Yahoo has been struggling, and hedge fund Starboard Value has a solution: replace the entire current board of directors. Known as an activist group, Starboard was successful in ousting Darden Restaurants' board in 2014 and gave us a great example of a persuasive PowerPoint deck. So far, we see a letter to shareholders, but with the same persuasive language. The opening is shown here:
NEW YORK, March 24, 2016 /PRNewswire/ -- Starboard Value LP (together with its affiliates, "Starboard"), one of the largest shareholders of Yahoo!
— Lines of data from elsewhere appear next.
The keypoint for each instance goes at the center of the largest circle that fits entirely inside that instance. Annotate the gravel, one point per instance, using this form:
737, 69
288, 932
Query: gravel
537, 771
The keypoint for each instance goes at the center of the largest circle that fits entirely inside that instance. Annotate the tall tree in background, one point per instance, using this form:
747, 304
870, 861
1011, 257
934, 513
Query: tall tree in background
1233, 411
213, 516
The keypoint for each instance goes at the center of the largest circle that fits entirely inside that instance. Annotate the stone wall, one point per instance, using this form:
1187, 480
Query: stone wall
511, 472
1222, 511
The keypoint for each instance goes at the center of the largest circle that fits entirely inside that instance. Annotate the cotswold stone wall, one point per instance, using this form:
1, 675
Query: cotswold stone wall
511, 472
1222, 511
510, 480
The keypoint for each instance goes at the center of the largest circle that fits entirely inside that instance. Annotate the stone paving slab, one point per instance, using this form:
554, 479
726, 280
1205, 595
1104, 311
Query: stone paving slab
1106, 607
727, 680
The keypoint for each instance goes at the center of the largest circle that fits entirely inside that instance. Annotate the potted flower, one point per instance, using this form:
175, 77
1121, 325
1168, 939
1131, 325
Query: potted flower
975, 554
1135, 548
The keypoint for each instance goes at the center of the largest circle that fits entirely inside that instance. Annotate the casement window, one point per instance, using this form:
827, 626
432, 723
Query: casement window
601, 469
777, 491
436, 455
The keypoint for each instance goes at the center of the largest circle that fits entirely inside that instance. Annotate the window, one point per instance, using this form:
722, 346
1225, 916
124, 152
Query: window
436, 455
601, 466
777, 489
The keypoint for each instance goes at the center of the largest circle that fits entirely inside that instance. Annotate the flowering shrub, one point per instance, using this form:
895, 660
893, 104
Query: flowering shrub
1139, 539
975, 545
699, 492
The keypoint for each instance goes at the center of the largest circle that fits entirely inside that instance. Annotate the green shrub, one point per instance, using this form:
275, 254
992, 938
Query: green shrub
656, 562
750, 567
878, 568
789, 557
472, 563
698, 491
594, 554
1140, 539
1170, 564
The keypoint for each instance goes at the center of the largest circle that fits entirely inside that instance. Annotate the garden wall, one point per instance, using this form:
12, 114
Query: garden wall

Inc. (NASDAQ: YHOO) with an ownership interest in approximately 1.7% of Yahoo's outstanding shares, representing an investment of approximately $570 million, today announced that it is nominating a slate of nine highly qualified candidates for election to Yahoo's Board of Directors at the 2016 Annual Meeting.
Starboard also announced today that it has delivered the following open letter to Yahoo shareholders, which includes the names and detailed biographies of each of Starboard's nominees towards the end:
A LETTER TO THE SHAREHOLDERS OF YAHOO! INC.
Yahoo's Current Board has Failed to Deliver Results for Shareholders
Significant Board Change is Desperately Needed to Hold Management Accountable and Properly Oversee any Operational Turnaround Plan, Separation, or Sale of Assets
The Board Refuses to Embrace the Need for Significant Changes at Yahoo
Starboard is Therefore Nominating a Slate of Nine Highly Reputable and Extremely Qualified Directors for Election at Yahoo's 2016 Annual Meeting
The letter goes on to say, "We believe that Yahoo is deeply undervalued and opportunities exist within the control of management and the Board of Directors (the "Board") to unlock significant value for the benefit of all shareholders. Unfortunately, as we have outlined in previous letters, we have been extremely disappointed with Yahoo's dismal financial performance, poor management execution, egregious compensation and hiring practices, and general lack of accountability and oversight by the Board. We believe the Board clearly lacks the leadership, objectivity, and perspective needed to make decisions that are in the best interests of shareholders."
CEO Marissa Mayer has made several attempts to trim the business, but the company may be sold. In the shareholder letter, Starboard criticizes the process: "Bidders are uneasy over what was described as an uncharacteristically long document, three to four times longer than usual, without inclusion of private financial information." The board is accused of dealing unfairly in the process.
- Read the Starboard Value letter to shareholders. What principles of persuasion are illustrated? How do the word choices contribute to or detract from the argument?
- How should Marissa Mayer respond? Research the Darden situation to draw some comparisons.
- Do you think we'll see a detailed PPT deck, as we did for the Darden situation? Why or why not? What are the similarities and differences in the businesses that may drive the genre choice?